Ninth Circuit finds restrictions on legal aid groups constitutional

[JURIST] A three-judge panel for the Court of Appeals for the Ninth Circuit [official website] on Monday affirmed [opinion, PDF; press release] a lower court decision which held that Congressional restrictions on organizations receiving federal grants through the Legal Services Corporation (LSC) [official website] do not violate the First Amendment [text]. In a 2-1 ruling, the Ninth Circuit found that limiting these legal aid groups' activities with respect to lobbying, client solicitation, participation in class actions, and attorneys’ fees was not unconstitutional. The suit was originally brought in 2005 by plaintiffs including Legal Aid Services of Oregon and the Oregon Law Center [official websites], claiming that the restrictions, also known as the Program Integrity Rules (PIR) [text, PDF] violated the First Amendment both facially and as applied. The court relied on US Supreme Court [official website] precedent in rejecting the plaintiff's complaint:


Congress did not discriminate against any particular viewpoint or motivating ideology, much less did it aim to suppress "ideas inimical to the Government’s own interest." The Restrictions simply limit specific procedural tools and strategies that grantee attorneys may utilize in the course of carrying out their legal advocacy...Because the Restrictions do not discriminate against a particular viewpoint, they are constitutional under Velazquez III.
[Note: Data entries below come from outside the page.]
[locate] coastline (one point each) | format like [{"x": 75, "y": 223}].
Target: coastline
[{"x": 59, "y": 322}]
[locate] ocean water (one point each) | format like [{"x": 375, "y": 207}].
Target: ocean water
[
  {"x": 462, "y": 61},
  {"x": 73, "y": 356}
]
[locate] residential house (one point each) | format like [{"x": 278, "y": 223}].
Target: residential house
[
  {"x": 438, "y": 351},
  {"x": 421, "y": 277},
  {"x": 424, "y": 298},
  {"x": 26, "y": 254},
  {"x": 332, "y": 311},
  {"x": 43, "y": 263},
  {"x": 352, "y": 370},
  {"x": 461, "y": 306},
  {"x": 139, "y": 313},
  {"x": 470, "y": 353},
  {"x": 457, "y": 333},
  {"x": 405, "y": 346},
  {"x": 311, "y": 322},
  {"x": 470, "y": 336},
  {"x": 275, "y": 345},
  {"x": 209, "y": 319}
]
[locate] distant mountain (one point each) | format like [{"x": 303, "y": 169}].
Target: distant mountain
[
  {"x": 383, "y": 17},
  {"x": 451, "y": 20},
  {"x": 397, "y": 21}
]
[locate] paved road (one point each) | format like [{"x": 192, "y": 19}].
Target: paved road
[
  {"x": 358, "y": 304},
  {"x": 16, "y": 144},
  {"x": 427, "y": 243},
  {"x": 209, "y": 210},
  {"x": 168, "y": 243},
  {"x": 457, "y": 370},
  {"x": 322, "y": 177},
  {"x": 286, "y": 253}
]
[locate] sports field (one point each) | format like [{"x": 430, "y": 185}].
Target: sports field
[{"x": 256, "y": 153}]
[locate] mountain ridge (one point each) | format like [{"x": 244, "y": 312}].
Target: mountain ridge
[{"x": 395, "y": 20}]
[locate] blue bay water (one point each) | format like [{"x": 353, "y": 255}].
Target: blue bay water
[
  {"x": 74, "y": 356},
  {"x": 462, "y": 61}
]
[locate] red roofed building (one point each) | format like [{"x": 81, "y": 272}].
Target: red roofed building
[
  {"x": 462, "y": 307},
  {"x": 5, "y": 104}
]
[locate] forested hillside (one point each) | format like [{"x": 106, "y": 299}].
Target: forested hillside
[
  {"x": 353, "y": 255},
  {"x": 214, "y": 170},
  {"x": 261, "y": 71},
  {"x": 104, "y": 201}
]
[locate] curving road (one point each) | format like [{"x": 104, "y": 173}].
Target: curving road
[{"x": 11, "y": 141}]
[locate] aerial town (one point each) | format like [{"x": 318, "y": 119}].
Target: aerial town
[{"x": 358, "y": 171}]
In January, the Ninth Circuit rejected [opinion, PDF;press release] a similar challenge to the PIR filed by the State of Oregon. The court held that Oregon lacked standing to sue because the regulations did not harm the state in any way. The PIR was adopted in 1996 as the result of additional restrictions added to the 1974 LSC Act [text], which proscribes LSC grantees from using money for certain activities. Under the amendment, LSC grantees cannot engage in conduct prohibited by PIR, whether the funding is public or private.